Waiting as a patient
Filed in archive Miscellany by kevin on August 20, 2005
Waiting has long been part of medicine. Patients like Ms. Odlum wait for test results; others spend weeks or months waiting for appointments or stranded for hours in doctors(Kolata, "Sick and Scared, and Waiting, Waiting, Waiting", NY Times, Aug.20)' waiting rooms.
But health care researchers say the waiting problem has only gotten worse. Advances in technology have created more tests and procedures to wait for, and new drugs and treatments mean more people need more doctor visits. Doctors' appointments for people over 45 increased by more than 20 percent in the last decade, according to the National Center for Health Statistics. Emergency room visits increased by 23 percent, although the number of hospitals declined by 15 percent.
Some doctors say they doublebook appointments to make up for patient cancellations. And doctors say they are pulled in so many directions that, in many cases, long waits are unavoidable.

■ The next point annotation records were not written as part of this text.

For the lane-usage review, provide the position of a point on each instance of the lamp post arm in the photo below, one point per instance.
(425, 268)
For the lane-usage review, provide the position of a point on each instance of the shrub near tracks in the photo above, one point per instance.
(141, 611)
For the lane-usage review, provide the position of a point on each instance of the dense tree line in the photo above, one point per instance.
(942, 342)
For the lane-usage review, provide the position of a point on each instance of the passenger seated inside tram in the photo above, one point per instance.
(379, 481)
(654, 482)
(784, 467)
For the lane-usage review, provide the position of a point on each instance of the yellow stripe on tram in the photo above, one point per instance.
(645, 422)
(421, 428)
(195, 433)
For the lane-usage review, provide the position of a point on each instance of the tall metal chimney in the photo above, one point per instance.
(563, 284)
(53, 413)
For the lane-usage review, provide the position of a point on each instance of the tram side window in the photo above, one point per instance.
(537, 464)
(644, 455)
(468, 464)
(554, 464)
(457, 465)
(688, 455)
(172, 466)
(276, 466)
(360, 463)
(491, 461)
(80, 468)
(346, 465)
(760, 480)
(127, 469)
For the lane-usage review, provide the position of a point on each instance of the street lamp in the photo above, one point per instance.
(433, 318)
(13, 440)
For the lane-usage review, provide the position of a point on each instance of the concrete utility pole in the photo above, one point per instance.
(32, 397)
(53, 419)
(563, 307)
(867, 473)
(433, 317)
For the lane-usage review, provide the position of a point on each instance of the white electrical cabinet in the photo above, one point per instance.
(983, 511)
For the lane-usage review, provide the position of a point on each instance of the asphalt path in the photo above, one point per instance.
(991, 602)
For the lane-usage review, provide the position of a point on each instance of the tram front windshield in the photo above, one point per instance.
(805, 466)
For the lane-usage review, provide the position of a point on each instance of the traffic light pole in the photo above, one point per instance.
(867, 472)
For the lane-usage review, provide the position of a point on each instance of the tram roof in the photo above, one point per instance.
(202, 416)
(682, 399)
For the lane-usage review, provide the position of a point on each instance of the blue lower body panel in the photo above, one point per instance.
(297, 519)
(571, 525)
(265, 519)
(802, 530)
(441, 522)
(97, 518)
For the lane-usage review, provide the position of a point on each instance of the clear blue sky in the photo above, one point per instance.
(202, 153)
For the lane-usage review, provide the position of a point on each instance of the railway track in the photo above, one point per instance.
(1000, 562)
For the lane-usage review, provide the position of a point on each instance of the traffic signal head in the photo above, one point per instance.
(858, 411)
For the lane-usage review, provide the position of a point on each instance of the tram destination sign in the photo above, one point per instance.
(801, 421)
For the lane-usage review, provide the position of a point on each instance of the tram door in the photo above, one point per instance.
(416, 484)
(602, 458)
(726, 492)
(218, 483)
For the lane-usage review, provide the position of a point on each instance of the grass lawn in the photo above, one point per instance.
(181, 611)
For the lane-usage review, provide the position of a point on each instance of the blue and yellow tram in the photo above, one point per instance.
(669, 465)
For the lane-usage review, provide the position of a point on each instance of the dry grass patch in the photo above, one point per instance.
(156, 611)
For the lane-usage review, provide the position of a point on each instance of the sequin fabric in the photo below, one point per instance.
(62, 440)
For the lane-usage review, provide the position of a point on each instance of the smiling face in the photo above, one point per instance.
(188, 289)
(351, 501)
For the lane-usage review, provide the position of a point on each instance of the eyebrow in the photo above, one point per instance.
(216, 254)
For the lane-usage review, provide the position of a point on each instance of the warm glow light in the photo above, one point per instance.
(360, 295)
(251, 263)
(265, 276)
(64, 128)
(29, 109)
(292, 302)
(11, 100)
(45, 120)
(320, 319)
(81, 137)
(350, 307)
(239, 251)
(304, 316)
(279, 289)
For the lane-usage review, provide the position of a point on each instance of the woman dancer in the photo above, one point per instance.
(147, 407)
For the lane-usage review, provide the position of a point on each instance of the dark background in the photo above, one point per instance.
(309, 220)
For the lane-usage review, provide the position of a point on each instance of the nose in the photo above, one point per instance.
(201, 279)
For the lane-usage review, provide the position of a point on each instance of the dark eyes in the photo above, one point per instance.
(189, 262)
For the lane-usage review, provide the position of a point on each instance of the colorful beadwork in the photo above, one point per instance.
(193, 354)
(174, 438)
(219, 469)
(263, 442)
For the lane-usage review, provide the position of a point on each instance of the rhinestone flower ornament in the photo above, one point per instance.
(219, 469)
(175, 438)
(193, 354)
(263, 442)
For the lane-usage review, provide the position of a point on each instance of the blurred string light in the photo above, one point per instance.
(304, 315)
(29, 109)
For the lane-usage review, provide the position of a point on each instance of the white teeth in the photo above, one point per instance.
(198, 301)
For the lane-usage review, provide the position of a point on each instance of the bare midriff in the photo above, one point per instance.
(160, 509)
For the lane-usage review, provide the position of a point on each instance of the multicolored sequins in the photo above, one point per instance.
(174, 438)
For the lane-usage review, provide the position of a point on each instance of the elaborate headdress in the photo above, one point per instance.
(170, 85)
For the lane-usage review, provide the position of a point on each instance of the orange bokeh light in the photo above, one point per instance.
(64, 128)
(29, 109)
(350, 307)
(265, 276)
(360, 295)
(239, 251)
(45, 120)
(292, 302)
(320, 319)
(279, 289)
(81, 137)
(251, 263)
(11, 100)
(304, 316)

"There is nothing magic about waiting," said Dr. Charles K. Francis, president of the American College of Physicians.
"Most of us have patients in the hospital and patients in the office," Dr. Francis said. "Then the patient has to go to the lab, and medicine is unpredictable."
He added that insurance companies reimbursed doctors at lower rates than in the past, resulting in intense pressure to see large numbers of patients. "You have to work long hours and see more patients just to keep your office open," he said.
Recently, however, patients, some doctors and researchers have begun to ask why medicine cannot be as accountable to its customers as any other business. And some doctors' offices and hospitals are starting to solve their waiting problems by applying techniques that businesses use.